Here, the accusatory instrument under docket number 2012NY056355 fails to allege enough facts to provide reasonable cause that defendant "inten[ded] to cause public inconvenience, annoyance or alarm, or recklessly creat[ed] a risk thereof" (PL 240.20[5] ) by "obstruct[ing] vehicular or pedestrian traffic" (id.), because the complaint makes clear that defendant did not cause "more than a mere inconveniencing of pedestrians" ( People v. Jones, 9 N.Y.3d 259, 262, 848 N.Y.S.2d 600, 878 N.E.2d 1016 [2007] ), specifically, only two to three people.
This court need not review whether defendant had the requisite mens rea to commit the violation of disorderly conduct (PL 240.20[5] ), because the complaint did not sufficiently allege the public harm element.

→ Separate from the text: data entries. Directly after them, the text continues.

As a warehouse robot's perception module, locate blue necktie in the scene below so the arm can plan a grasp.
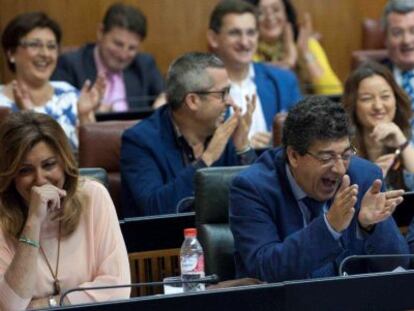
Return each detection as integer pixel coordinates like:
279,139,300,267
302,197,325,222
402,71,414,111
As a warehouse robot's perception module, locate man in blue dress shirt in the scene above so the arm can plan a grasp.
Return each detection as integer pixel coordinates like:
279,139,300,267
230,96,408,282
121,52,256,217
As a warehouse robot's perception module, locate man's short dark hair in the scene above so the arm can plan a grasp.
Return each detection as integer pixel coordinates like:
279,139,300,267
102,3,147,40
282,96,354,155
209,0,258,33
165,52,225,109
381,0,414,30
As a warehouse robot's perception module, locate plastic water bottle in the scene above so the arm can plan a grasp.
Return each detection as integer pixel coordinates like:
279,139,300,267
180,228,205,292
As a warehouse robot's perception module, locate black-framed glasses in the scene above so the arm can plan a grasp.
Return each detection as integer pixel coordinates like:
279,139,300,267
190,86,231,101
305,146,357,166
19,40,59,52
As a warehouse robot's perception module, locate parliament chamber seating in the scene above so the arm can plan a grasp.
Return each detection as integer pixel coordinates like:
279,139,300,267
362,18,385,50
351,18,388,69
194,166,245,281
79,121,137,218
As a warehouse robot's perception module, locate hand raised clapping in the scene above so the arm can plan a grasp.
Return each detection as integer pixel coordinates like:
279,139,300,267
358,179,404,228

Furthermore, using the multifactored test set forth in People v. Weaver, 16 N.Y.3d 123, 128, 919 N.Y.S.2d 99, 944 N.E.2d 634 (2011), the complaint is insufficient to support the public harm element. As stated previously, the complaint alleges minimal facts showing no more than a mere temporary inconvenience to only "two to three" pedestrians, who "had to exit the building through another door" (Complaint, Docket No. 2012NY056355). Significantly, conceded in the complaint is that these "two or three" pedestrians were, nonetheless, able to exit the building. Although the subject events took place in the morning, in front of an office building, there are no allegations that defendant's conduct was anything but peaceable, or that the door blocked was the sole door to the building; nor are there any allegations that she engaged in threatening or abusive behavior. Further, the complaint does not assert that any pedestrians were drawn to the location of the arrest. Notably, the complaint even states that the building had an alternate form of ingress and egress, which the two to three allegedly temporarily inconvenienced people, in fact used. Thus, the complaint fails to provide the requisite reasonable cause that defendant's actions recklessly posed a threat to public safety, or a potential, or immediate public problem ( People v. Munafo, 50 N.Y.2d 326, 331, 428 N.Y.S.2d 924, 406 N.E.2d 780 [1980] ; People v. Baker, 20 N.Y.3d 354, 359, 960 N.Y.S.2d 704, 984 N.E.2d 902 [2013] ).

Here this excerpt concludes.